MLLP Inbound Message Processing Degradation

Incident Report for Redox

Postmortem

Root cause

On Monday 10/4, ongoing infrastructure scalability tasks inadvertently caused increased DNS lookups by services between 2:41PM CT and 7:00PM CT.

What Happened?

DNS performance degradation led to application services degrading as a result. We reverted partial changes on Monday (10/4) evening, which immediately improved performance. As volume increased we experienced a more severe degradation on Tuesday 10/5. Reverting all changes deployed between 2:41PM CT and 7:00PM CT on Monday 10/4 resolved DNS lookup performance, and returned message processing to normal speed.

Impact on customers

Customers with high-volume MLLP feeds experienced messages queueing up on the HCO side due to a sporadic increased latency for all HTTP requests requiring DNS resolution on the order of seconds (5-10).

Learnings / Follow-ups

Internal teams are evaluating technology which allows us to improve our testing and alerting on network degradation.

Posted Oct 15, 2021 - 15:05 CDT

Resolved

This incident has been resolved.

Posted Oct 05, 2021 - 16:45 CDT

Monitoring

A fix has been implemented and we are monitoring the results.

Posted Oct 05, 2021 - 12:13 CDT

Identified

The issue has been identified and a fix is being implemented.
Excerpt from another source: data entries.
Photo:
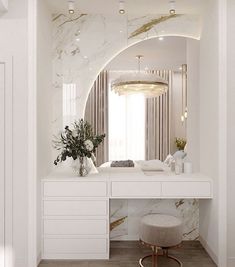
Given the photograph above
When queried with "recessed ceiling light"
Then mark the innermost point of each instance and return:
(121, 7)
(71, 6)
(172, 7)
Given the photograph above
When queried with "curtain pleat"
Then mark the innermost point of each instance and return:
(96, 113)
(157, 144)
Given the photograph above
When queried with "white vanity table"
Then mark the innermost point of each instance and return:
(75, 210)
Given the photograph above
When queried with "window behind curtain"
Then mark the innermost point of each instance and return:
(126, 127)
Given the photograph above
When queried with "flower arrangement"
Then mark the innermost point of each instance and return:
(180, 143)
(77, 142)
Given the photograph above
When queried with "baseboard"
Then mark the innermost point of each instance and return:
(231, 261)
(125, 238)
(209, 250)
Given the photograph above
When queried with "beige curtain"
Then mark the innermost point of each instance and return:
(96, 113)
(157, 144)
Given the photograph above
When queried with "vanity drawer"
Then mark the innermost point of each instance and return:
(75, 207)
(75, 246)
(188, 189)
(75, 227)
(130, 189)
(74, 189)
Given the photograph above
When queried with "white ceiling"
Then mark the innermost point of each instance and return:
(167, 54)
(131, 6)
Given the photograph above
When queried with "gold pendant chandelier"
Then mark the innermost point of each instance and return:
(151, 85)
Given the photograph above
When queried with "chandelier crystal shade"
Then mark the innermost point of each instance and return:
(149, 84)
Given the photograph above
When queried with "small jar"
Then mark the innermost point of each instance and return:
(178, 166)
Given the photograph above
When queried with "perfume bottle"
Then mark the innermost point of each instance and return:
(178, 166)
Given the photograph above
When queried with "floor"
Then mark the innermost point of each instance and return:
(127, 254)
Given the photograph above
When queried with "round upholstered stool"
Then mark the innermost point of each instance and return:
(160, 231)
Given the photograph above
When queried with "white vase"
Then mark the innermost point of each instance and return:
(80, 166)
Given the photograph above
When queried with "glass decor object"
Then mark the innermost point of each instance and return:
(79, 143)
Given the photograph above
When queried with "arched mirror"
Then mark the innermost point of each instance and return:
(139, 126)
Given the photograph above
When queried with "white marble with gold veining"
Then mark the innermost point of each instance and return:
(82, 46)
(187, 210)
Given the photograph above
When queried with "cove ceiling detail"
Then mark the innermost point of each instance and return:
(83, 45)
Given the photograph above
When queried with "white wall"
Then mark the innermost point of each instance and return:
(44, 103)
(193, 102)
(13, 42)
(231, 133)
(209, 124)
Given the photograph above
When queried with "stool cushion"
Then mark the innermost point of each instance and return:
(161, 230)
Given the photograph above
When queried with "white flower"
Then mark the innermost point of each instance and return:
(74, 133)
(89, 145)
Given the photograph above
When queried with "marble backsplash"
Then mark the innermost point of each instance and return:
(82, 46)
(126, 215)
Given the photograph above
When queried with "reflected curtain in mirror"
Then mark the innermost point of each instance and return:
(157, 130)
(96, 113)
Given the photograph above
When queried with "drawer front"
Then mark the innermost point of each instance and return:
(75, 207)
(186, 189)
(75, 246)
(75, 227)
(75, 189)
(145, 189)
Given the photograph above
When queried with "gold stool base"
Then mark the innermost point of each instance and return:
(155, 255)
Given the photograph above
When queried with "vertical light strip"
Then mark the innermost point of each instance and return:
(69, 103)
Posted Oct 05, 2021 - 11:50 CDT

Update

We are continuing to investigate this issue.

Posted Oct 05, 2021 - 11:50 CDT

Update

In addition to MLLP Routing we are experiencing a delay within our dashboard.
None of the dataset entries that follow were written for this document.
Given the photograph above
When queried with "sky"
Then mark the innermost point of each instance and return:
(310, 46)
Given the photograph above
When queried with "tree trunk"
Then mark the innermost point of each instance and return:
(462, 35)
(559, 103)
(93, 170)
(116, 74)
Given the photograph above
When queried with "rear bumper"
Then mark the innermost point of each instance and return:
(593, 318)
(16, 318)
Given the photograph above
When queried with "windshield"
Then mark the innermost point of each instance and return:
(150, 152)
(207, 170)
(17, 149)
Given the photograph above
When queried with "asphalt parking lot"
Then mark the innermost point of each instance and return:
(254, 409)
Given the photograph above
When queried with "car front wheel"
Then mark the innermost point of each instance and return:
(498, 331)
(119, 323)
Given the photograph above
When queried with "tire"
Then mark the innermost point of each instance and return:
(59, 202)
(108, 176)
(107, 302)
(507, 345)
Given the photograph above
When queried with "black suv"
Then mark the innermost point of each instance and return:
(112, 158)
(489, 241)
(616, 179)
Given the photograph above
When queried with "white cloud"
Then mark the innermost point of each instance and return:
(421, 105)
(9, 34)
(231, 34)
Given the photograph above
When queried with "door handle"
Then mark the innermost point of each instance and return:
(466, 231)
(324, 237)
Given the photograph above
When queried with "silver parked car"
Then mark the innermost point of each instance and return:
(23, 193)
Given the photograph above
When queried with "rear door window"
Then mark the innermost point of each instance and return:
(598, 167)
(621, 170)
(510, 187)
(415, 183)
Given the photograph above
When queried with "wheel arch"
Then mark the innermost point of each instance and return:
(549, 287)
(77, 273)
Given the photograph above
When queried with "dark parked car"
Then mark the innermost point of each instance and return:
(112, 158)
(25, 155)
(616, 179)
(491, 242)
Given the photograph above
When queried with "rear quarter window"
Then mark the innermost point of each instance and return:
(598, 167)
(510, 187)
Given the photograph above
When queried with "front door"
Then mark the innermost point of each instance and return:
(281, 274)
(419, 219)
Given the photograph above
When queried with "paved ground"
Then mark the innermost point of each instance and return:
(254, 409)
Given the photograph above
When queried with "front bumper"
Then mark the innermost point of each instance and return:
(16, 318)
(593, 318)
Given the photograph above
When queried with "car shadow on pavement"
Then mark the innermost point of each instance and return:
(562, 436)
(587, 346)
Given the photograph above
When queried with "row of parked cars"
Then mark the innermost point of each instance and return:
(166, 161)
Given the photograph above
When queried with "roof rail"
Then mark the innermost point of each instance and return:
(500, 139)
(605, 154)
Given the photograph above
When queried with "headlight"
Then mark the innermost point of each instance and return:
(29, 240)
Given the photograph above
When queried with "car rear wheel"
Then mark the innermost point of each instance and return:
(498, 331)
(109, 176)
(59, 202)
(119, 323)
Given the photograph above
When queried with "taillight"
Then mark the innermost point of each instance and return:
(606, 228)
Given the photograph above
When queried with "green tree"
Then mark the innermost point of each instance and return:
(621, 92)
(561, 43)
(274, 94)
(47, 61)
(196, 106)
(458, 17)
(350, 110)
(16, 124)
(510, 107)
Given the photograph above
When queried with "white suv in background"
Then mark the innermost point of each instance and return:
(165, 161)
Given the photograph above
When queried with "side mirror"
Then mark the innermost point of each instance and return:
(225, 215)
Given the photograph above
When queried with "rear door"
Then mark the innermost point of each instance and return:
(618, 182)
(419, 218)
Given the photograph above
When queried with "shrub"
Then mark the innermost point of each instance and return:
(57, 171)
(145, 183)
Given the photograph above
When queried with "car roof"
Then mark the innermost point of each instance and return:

Posted Oct 05, 2021 - 10:40 CDT

Update

We are continuing to investigate this issue.

Posted Oct 05, 2021 - 10:37 CDT

Investigating

We are currently experiencing an issue with our inbound MLLP processing. We are actively investigating and should have an update shortly. If you have any questions please contact support@redoxengine.com.

Posted Oct 05, 2021 - 10:34 CDT

This incident affected: Traffic Processing and Dashboard Tools.